You shouldn’t have to choose between being a fireman, a horse-rider, a truck driver and spiderman. You can do all of them. A fireman that knows trucks and can climb like spiderman would be an asset to the profession.

Why are we made to specialize? You can study law OR politics OR finance OR psychology OR art OR drama OR accounting…and most students pick fairly randomly because who knows what they want to do at 18 years old? And many people stay stuck in a field because it’s expensive and time consuming to change direction. Yes, there are certainly some issues with the concept of the Renaissance Man (or woman). One could argue that if you have serfs running your farmlands then of course you’d have time to learn archery and how to write poetry. I don’t want to get into that debate. I just want to make the point that it’s time to stop separating disciplines so rigidly.  The world is calling for multi-disciplinary thinkers – not just people trained in engineering or economics or law or biology.
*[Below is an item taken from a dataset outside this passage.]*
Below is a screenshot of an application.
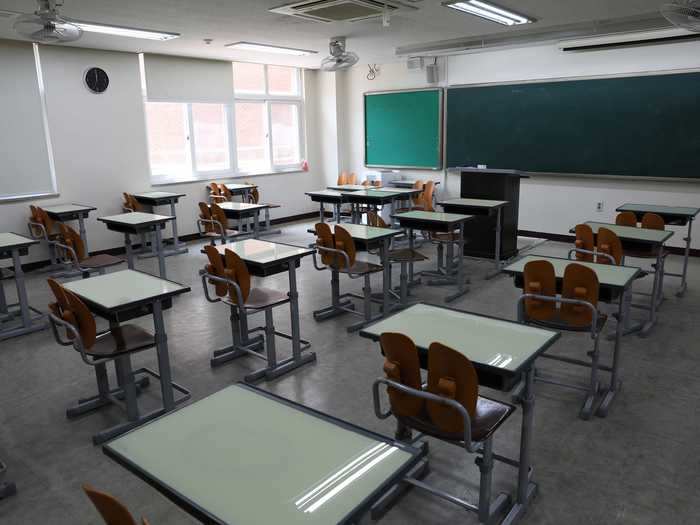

All of the above.

We should all be studying lots of different things and bringing the diversity of that knowledge and those skills to all we do.

I love the fact there’s a growing trend towards multi-disciplinary thinking all over the world. I’m so inspired by the stuff I’ve been reading by Ken Wilber, Peter Senge, Joseph Jaworksi, Betty-Sue Flowers, Richard Barrett, Prof Henry Mintzberg.

Here’s just one example of the trend in this article I found through twitter (tweeted by the Graduate School of Business of the University of Cape Town). It’s by Ken Starkey, professor of management and organisational learning at Nottingham University Business School. You can read the whole article here:

Encouraging this type of leadership requires us to integrate management and education best practice, eastern and western philosophy, psychology, the arts and humanities, systems thinking, action and narrative inquiry, story-telling, life histories, scenario planning, management learning and personal development.

Our overarching goal should be to facilitate the creation of more humane, more inclusive narratives of self, business and society that acknowledge that the social responsibility of business is much more than just increasing its profits.

I’m a lawyer and a lecturer and a writer and a consultant in organisational consciousness and a counsellor and a philanthropist and a blogger and a mountainbiker and a wannabe triathlete. And that’s just today. 

It doesn’t matter what you do, just try new things and you will develop new skills and new perspectives. My friend who’s a trauma surgeon is an excellent chef  – she can cook a 5 course dinner for 20 without breaking a bead of sweat. Why? Because remaining aware of a timeline and focusing on 10 things simultaneously, all of them critical, is what she is trained to do. Surgery helps her cook and her cooking probably helps her surgery!

Tending plants might make you a more patient maths teacher.

Mountainbiking helped me become a more decisive lawyer.

The world’s your oyster.  Why not try scuba diving?